Last week we commemorated passage of the Freedom of Information Act, a landmark federal law that championed rights of citizens to know about the workings of their government.
From the FOIA came an array of state and even local public information or public records laws. The clear and overriding intent is to increase state and local government transparency and accountability.
Local government entities, including city councils, commissioner courts, and school districts, might want to take note of recent and not so recent court and attorney general opinions that local entities and governing boards must follow the provisions of the state open records laws even to the extent that the requested information might also be included within certain areas of federal law.
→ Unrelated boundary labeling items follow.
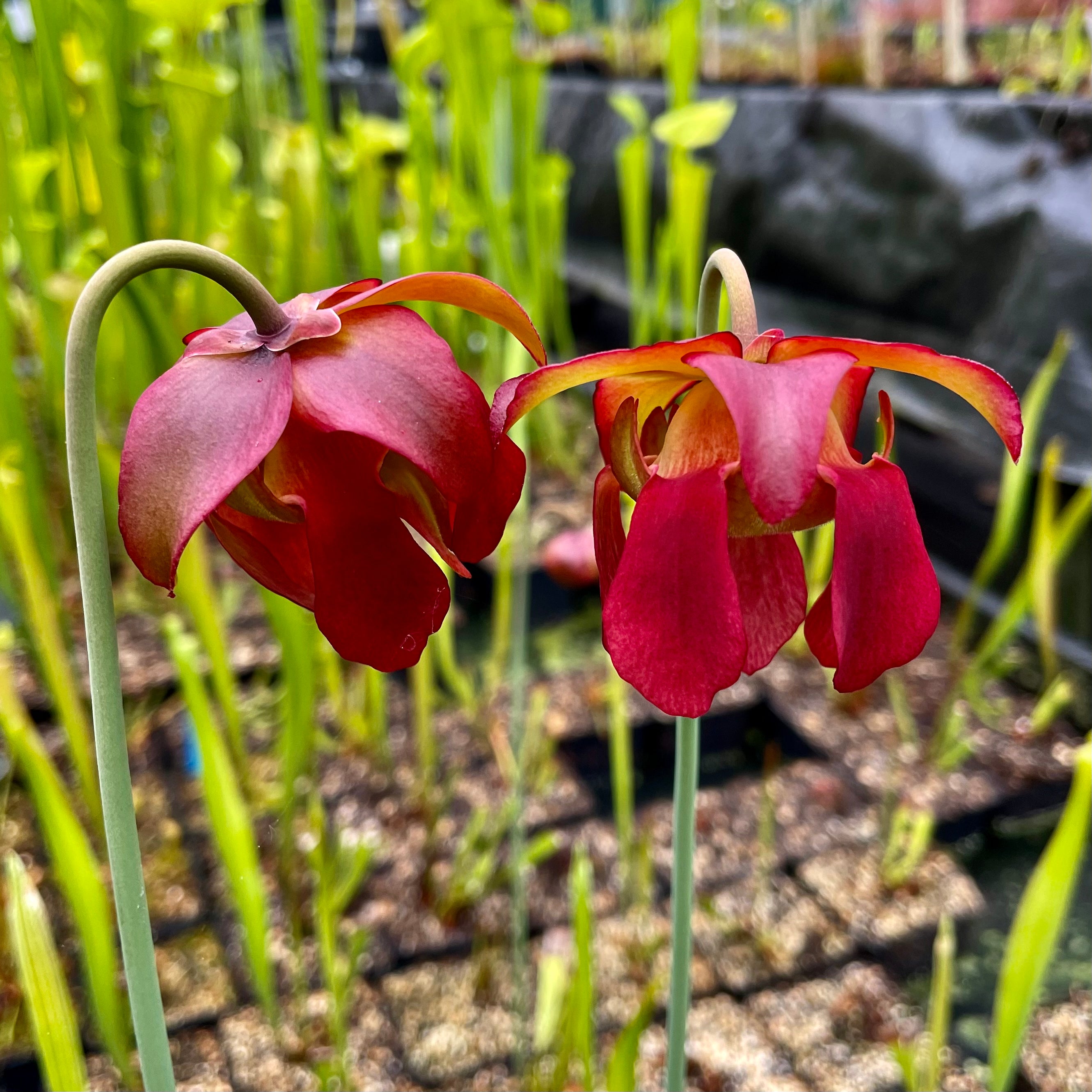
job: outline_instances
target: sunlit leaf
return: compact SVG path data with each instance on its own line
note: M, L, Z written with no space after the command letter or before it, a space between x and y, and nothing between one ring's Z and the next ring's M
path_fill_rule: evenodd
M616 114L620 114L630 123L634 132L644 132L649 128L649 111L637 95L616 91L607 102Z
M652 134L672 147L688 151L708 147L724 135L735 115L733 99L708 98L661 114L652 122Z
M19 972L43 1077L52 1092L87 1087L80 1026L69 994L46 904L19 854L3 858L8 942Z
M1092 815L1092 741L1078 750L1066 808L1024 888L994 995L990 1089L1006 1092L1077 888Z

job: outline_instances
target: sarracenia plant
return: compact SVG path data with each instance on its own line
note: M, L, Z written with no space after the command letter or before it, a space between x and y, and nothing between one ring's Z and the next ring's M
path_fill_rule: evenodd
M734 333L716 333L721 285ZM690 907L700 717L804 622L835 690L868 686L916 656L936 629L940 589L925 550L880 392L880 451L851 444L876 368L940 382L1020 453L1011 387L973 360L923 346L758 332L739 259L714 253L701 278L692 341L548 365L494 397L503 428L560 390L597 382L605 462L593 526L603 639L618 674L677 717L667 1089L685 1083ZM768 367L776 364L778 367ZM621 490L636 499L627 534ZM834 519L827 587L808 605L792 532ZM876 604L886 609L879 612Z
M135 1088L130 1061L129 1011L118 989L114 915L102 865L72 807L64 782L19 697L11 662L13 646L14 632L4 622L0 625L0 728L12 764L34 800L52 863L54 881L64 895L80 936L80 958L95 1030L126 1087Z
M87 1088L87 1069L80 1025L46 904L13 850L4 854L3 873L8 942L46 1088L50 1092L82 1092Z
M185 366L139 399L119 476L127 550L150 580L170 589L186 543L207 521L260 584L313 610L340 654L387 670L417 661L450 601L447 578L406 523L465 572L465 561L496 547L521 495L525 460L507 436L490 431L485 399L447 344L414 312L385 305L460 306L506 327L536 361L545 363L545 353L522 308L482 277L357 282L282 308L229 258L178 240L110 259L76 301L66 423L107 846L143 1079L170 1090L126 752L95 422L95 348L106 308L135 276L163 268L217 282L247 316L187 339ZM392 344L396 352L388 351ZM205 740L228 785L234 770L214 726ZM241 844L241 797L237 807L224 800L225 830ZM251 894L248 905L256 906ZM260 968L257 946L251 956ZM271 982L266 987L261 970L256 978L272 1008Z
M163 632L197 738L209 823L242 926L244 950L250 964L254 993L266 1014L275 1020L277 1004L273 965L265 947L269 909L250 812L201 677L198 642L182 629L177 615L164 618Z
For example, Some entities and governing bodies and their administrative agents have tried to hide behind such federal laws as Hipaa and Ferpa in order to try either conceal information from the public or to manipulate policy by public officials.
Such attempts result in undermining and interfering with the public's right to know and the ability of officials to exercise their responsibilities and duties. Educators and students have had activities interfered with due to misunderstanding or misuse of federal Ferpa law. Bad policy actions have been the outcome of confusion or abuse of Hippa. Information is not automatically unavailable due to either federal laws.
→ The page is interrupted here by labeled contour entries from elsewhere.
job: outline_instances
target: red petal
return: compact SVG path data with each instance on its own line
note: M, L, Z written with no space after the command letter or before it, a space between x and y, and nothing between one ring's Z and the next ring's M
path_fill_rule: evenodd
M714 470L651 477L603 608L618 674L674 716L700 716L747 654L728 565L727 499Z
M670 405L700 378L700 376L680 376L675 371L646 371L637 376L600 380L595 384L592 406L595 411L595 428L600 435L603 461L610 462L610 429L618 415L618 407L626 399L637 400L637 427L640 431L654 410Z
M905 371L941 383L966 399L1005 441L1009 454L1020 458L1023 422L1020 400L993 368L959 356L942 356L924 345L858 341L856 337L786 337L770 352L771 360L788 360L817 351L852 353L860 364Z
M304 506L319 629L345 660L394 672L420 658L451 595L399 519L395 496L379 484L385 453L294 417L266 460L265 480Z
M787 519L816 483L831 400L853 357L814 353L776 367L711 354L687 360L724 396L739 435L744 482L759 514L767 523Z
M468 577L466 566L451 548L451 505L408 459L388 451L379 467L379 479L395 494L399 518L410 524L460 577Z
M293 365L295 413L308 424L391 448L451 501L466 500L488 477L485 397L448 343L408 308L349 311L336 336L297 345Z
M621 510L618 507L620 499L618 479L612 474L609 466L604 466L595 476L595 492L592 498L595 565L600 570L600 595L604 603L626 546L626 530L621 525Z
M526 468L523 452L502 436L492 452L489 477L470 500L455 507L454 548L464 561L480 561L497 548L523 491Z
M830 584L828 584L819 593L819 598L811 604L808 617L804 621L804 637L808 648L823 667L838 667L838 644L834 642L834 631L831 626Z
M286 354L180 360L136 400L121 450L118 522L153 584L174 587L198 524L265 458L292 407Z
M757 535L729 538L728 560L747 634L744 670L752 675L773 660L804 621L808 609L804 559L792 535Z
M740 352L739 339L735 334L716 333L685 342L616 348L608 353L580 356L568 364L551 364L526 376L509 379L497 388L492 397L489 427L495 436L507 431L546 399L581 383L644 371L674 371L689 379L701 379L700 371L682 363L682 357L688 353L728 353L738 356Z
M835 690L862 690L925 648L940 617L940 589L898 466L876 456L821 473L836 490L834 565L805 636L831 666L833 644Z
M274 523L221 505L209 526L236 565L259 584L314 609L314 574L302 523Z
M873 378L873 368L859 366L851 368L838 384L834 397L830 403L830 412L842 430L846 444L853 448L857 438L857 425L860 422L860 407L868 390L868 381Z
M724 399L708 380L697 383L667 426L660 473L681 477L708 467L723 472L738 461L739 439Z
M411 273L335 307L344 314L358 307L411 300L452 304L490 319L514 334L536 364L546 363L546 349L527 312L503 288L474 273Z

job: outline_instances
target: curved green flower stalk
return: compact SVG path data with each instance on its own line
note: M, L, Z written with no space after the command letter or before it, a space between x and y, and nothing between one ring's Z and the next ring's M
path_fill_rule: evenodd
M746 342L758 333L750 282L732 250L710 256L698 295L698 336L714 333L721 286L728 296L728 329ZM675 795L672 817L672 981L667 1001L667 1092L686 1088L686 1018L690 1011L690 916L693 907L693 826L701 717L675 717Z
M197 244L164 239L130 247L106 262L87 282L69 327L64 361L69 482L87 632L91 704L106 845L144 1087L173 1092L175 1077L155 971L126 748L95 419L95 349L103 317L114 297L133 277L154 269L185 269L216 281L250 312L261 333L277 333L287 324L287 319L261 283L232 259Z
Federal and state court and attorney general opinions have clearly stated that any information covered by state laws must be accessible and provided to the public despite of Hipaa and Ferpa. The obligation of entities and governing bodies is to comply with state open records statutes.
Public records laws can be powerful tools to advance the public's right and ability to know and be aware of the business of their municipal, county, governments and school district. However, misinterpretation and misapplication of other state or federal laws can be detrimental obstacles to transparent and accountable government. No official - elected or appointed - can be allowed to be an obstruction to the public's right to know, or a public body's need to responsibly govern.